Kolumne

Liebe Leserinnen, liebe Leser

Sabine Tesche

Sabine Tesche

Foto: Andreas Laible / HA / A.Laible

Mit pubertierenden Kindern in den Tierpark Hagenbeck zu gehen, ist eine Herausforderung, die aber dann doch allen Spaß macht

Als unsere Kinder noch klein waren, sind wir regelmäßig in den Tierpark Hagenbeck gegangen. Damals waren die Jungs kaum von den Elefanten, Löwen und vor allem den Pavianen wegzubewegen. Dann ließ das Interesse nach und wir waren ewig nicht mehr im Zoo.

Überhaupt wird es mit fortlaufender Pubertät ja auch zunehmend schwieriger, Aktivitäten zu finden, die allen Familienmitgliedern Spaß machen. Deswegen war mein Vorschlag: Wir gehen Sonntag zu Hagenbeck. Proteste nach dem Motto: ist nur was für Babys, Smartphones sind spannender als Tiere, wurden von uns Eltern ignoriert. Wir gingen in den Zoo.
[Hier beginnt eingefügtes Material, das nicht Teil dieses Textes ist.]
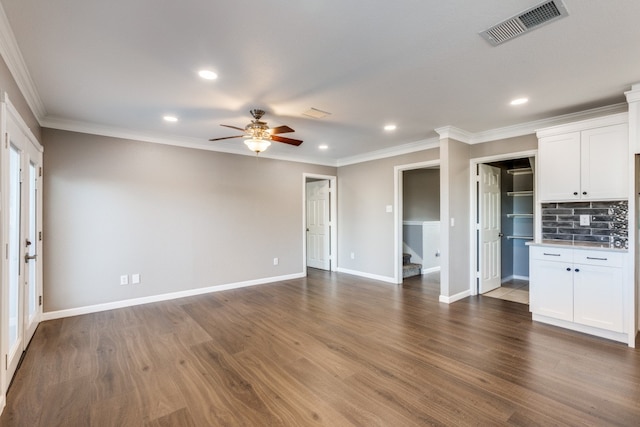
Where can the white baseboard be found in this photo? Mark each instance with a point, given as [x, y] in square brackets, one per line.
[514, 277]
[454, 298]
[368, 275]
[50, 315]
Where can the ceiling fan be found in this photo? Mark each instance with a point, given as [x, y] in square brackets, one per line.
[259, 135]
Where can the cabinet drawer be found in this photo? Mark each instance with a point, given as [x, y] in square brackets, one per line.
[603, 258]
[551, 253]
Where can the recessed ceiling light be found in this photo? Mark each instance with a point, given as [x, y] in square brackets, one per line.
[207, 74]
[519, 101]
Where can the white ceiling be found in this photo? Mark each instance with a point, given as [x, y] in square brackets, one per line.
[118, 66]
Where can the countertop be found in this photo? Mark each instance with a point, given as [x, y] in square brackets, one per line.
[578, 245]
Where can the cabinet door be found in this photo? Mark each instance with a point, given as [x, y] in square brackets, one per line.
[559, 165]
[598, 298]
[551, 289]
[604, 163]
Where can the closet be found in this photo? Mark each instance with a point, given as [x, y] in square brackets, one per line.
[517, 195]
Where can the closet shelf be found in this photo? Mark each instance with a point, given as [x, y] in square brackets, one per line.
[520, 193]
[520, 171]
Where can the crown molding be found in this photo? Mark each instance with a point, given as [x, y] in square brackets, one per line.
[634, 94]
[452, 132]
[530, 128]
[609, 120]
[411, 147]
[12, 56]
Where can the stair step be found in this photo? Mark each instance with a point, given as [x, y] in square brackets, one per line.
[406, 259]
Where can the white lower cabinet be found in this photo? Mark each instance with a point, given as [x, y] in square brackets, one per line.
[597, 297]
[584, 287]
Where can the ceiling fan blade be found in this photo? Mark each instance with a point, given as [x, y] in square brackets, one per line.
[281, 129]
[233, 127]
[226, 137]
[291, 141]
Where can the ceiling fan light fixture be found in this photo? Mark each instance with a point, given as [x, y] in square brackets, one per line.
[257, 145]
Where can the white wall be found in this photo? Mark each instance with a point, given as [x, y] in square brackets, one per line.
[181, 218]
[366, 229]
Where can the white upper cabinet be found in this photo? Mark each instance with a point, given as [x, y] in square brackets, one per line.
[585, 161]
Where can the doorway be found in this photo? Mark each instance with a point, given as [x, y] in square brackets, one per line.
[417, 220]
[21, 278]
[503, 208]
[319, 213]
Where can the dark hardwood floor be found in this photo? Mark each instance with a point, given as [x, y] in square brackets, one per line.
[332, 350]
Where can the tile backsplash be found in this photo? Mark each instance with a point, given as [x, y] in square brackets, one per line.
[608, 222]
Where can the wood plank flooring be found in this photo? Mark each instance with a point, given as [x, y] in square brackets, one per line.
[330, 349]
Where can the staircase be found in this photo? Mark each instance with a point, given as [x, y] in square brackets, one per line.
[408, 268]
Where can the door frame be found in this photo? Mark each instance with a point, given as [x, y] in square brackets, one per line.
[473, 203]
[8, 112]
[398, 211]
[333, 223]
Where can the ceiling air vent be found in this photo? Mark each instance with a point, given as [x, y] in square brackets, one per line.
[525, 21]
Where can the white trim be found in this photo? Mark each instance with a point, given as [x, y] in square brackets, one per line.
[411, 147]
[473, 276]
[614, 119]
[514, 277]
[10, 51]
[367, 275]
[21, 123]
[452, 132]
[454, 298]
[529, 128]
[413, 223]
[333, 201]
[51, 315]
[397, 211]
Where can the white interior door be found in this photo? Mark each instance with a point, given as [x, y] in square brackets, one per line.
[318, 224]
[22, 199]
[489, 228]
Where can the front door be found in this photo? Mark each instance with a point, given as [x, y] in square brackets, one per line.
[23, 243]
[489, 235]
[318, 227]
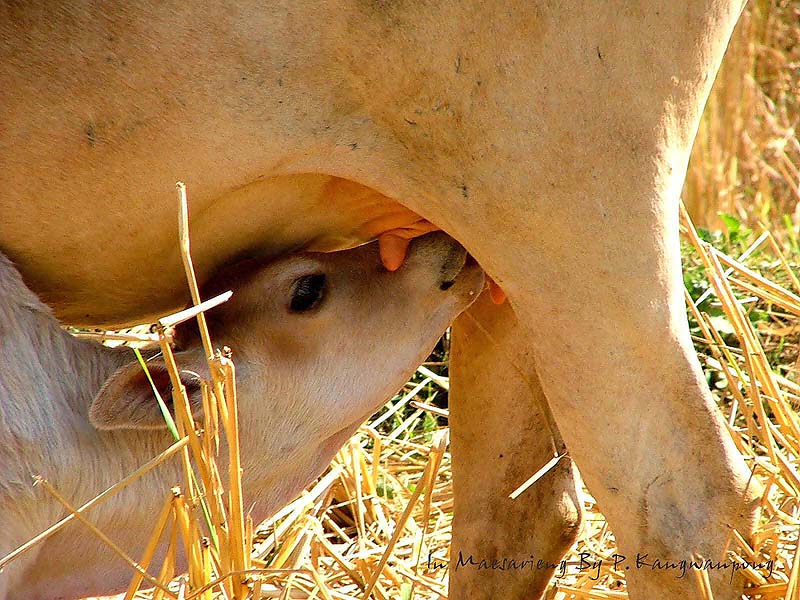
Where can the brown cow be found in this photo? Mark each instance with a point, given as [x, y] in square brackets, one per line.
[307, 332]
[550, 138]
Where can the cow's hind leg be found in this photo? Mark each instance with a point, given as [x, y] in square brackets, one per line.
[615, 358]
[501, 436]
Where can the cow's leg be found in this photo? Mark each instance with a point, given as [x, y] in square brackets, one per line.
[500, 437]
[614, 356]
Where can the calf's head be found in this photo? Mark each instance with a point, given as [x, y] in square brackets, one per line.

Und es war toll, fanden wir Erwachsenen. Zu dem Elefantenbaby sind wir hin, die Affen waren Pflicht und wir bewunderten die Haie, während unsere Söhne philosophierten, welche Angel man für diese Raubfische wohl bräuchte. Während wir Eltern noch unbedingt ins Eismeer wollten, waren die Jungs schon am Quengeln. Bis wir zu den Walrössern kamen, die uns durch eine große Scheibe unter Wasser beobachteten. Auge in Auge mit einem Giganten, das fand selbst der Große beeindruckend – und in dem Moment sogar spannender als sein Smartphone.